SimRank is a method of calculating (recursively) the similarity between nodes in a graph.
It has the feature that the similarity can be calculated without having a common adjacent node.
Papers Easy-to-understand explanation in Japanese Wikipedia
By the way, the second author of the SimRank paper is a super-famous DB researcher.
In the paper, there was a method to calculate SimRank for bipartite graph, so I implemented it as well.
simrank.py
import numpy as np
def simrank(G,C,n,t=10):
S = np.identity(n)
I = np.identity(n)
G = normalize(G)
i = 1
while True:
S = C * np.dot(np.dot(G.T,S),G) + (1-C) * I
for j in range(n):
S[j][j] = 1
if i >= t:
break
i += 1
return S
def bipertite_simrank(G,C,n,m,diag_1=True,t=10):
S1 = np.identity(n)
S2 = np.identity(m)
I1 = np.identity(n)
I2 = np.identity(m)
G_T = normalize(G.T)
G = normalize(G)
i = 1
while True:
S2 = C * np.dot(np.dot(G.T,S1),G) + (1-C) * I2
for j in range(m):
S2[j][j] = 1
S1 = C * np.dot(np.dot(G_T.T,S2),G_T) + (1-C) * I1
for j in range(n):
S1[j][j] = 1
if i >= t:
break
i += 1
return (S1,S2)
def normalize(G):
s = G.sum(0)
return G/s
if __name__ == '__main__':
C = 0.8
""" univ """
n = 5
G = np.zeros((n,n))
G[0][1] = 1
G[0][2] = 1
G[1][3] = 1
G[2][4] = 1
G[3][0] = 1
G[4][2] = 1
S = simrank(G,C,n)
print S
print '=================='
""" cake """
n = 2
m = 4
G = np.zeros((n,m))
G[0][0] = 1
G[0][1] = 1
G[0][2] = 1
G[1][1] = 1
G[1][2] = 1
G[1][3] = 1
S1, S2 = bipertite_simrank(G,C,n,m)
print S1
print S2
As a matter of fact, just calculate and update the matrix product.
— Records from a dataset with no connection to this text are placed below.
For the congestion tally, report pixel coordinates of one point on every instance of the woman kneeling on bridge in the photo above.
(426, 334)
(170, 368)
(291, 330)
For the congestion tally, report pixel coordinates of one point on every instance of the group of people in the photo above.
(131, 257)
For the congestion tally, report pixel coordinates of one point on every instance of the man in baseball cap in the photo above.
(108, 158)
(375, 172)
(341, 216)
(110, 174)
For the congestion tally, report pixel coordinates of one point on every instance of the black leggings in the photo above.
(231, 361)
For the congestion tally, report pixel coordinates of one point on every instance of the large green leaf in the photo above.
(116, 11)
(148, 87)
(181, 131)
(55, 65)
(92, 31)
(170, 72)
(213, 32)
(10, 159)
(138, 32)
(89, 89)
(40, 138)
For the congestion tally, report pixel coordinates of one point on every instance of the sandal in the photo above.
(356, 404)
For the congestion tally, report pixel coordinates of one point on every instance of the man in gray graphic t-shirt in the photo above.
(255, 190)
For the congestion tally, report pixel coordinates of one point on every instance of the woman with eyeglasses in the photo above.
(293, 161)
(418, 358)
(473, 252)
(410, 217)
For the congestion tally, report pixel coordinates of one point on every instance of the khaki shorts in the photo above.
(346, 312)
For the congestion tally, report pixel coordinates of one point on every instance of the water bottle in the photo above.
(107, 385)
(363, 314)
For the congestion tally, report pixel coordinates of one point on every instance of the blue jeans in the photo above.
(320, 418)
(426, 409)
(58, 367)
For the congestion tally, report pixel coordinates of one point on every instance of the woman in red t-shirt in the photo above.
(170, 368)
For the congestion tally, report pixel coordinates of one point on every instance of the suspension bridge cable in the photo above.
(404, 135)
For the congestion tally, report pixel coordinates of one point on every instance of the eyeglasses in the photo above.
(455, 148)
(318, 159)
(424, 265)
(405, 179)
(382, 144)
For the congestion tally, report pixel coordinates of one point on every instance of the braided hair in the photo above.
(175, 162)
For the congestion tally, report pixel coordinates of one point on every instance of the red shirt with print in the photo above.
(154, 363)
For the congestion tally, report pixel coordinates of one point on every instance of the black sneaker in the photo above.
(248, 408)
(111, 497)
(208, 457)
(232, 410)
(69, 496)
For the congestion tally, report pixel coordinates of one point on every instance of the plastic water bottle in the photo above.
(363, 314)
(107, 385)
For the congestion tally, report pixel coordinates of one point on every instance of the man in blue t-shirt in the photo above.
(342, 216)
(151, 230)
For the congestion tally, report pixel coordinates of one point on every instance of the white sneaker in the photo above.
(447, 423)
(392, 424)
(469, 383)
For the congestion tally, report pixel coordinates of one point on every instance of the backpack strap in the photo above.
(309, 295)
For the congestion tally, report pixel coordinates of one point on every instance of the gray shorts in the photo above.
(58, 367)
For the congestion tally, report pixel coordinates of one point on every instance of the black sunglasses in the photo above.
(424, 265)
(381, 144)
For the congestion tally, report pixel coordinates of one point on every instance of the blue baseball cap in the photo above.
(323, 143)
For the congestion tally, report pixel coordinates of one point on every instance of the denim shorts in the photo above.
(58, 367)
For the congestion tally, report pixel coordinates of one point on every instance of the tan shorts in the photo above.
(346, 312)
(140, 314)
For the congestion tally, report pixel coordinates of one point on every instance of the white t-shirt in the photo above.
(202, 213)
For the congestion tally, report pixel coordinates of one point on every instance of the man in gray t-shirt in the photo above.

The value of C is said to be about 0.8 in the paper, but it seems that about 0.6 is good in subsequent research (source is Wikipedia).
Also, the number of iterations is enough in the paper, but it seems that it is better to do more in subsequent research (source is Wikipedia).
>> python simrank.py
[[ 1. 0. 0.1321943 0. 0.032768 ]
[ 0. 1. 0.4131072 0. 0.10575544]
[ 0.1321943 0.4131072 1. 0.04096 0.08687124]
[ 0. 0. 0.04096 1. 0.33048576]
[ 0.032768 0.10575544 0.08687124 0.33048576 1. ]]
==================
[[ 1. 0.54658196]
[ 0.54658196 1. ]]
[[ 1. 0.61863088 0.61863088 0.43726175]
[ 0.61863088 1. 0.61863088 0.61863088]
[ 0.61863088 0.61863088 1. 0.61863088]
[ 0.43726175 0.61863088 0.61863088 1. ]]
It matches the results in the paper (Figure 1, Figure 2), so I'm sure it matches!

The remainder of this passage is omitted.